LESS THAN 50% OF $NDX AND $SPX STOCKS ARE ABOVE THEIR 50-DAY SMAS... The percentage of stocks above the 50-day moving average is a breadth indicator that measures the degree of participation within an index. StockCharts.com offers this indicator for the S&P 500, Nasdaq 100 and four other indices (click here for a list).
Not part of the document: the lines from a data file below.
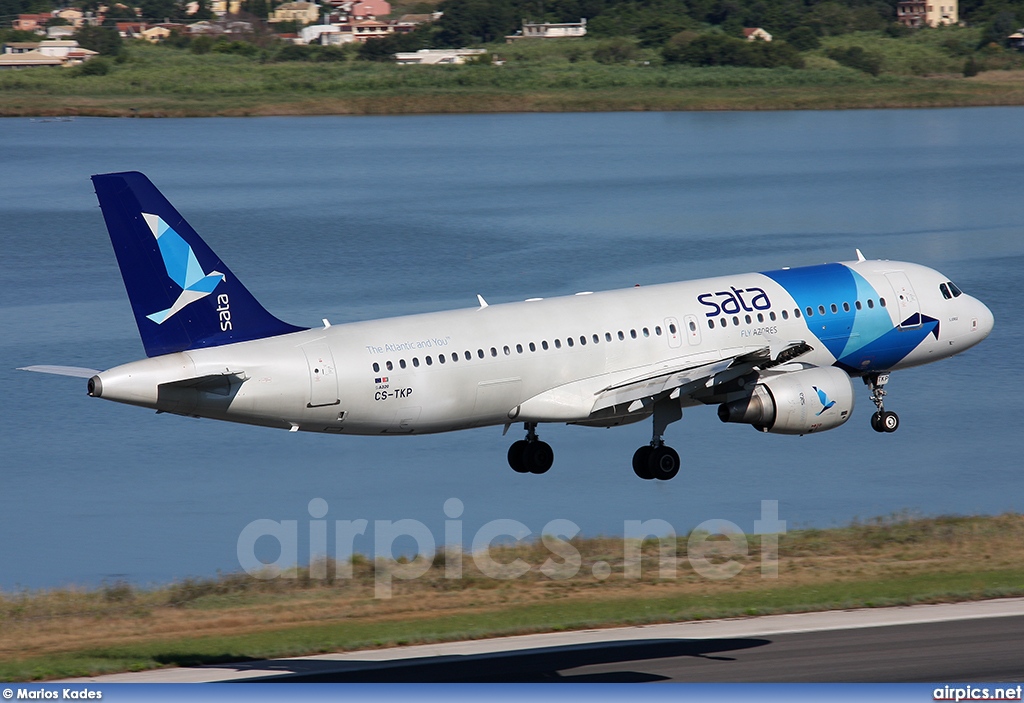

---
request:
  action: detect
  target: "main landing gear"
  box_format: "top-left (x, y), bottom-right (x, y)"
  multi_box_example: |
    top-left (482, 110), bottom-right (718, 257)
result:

Overall, the Nasdaq 100 %Above 50-day SMA ($NDXA50R) favors the bulls when more than 50% of its stocks are above their 50-day SMAs and the bears when less than 50% are above. As chart 4 shows, this indicator can get quite choppy around the 50% line and relying on this crossover would create a lot of whipsaws. Even so, this indicator appears good for long-term trend identification purposes. The green line marks 85% and the red line marks 15%. A surge above 85% shows enough upside participation to warrant the start of a new uptrend. Conversely, a plunge below 15% warrants enough downside participation to signal the start of a new downtrend. Think of these moves as long-term breadth thrusts. Over the last six years, there have been seven trend signals, just less than one per year. These signals will not occur at the exact bottom or top, but do trigger at the beginning of a trend and last more than a quarter (three months). As this chart now stands. The bull signal remains in force and it would take a move below 15% to turn this indicator bearish.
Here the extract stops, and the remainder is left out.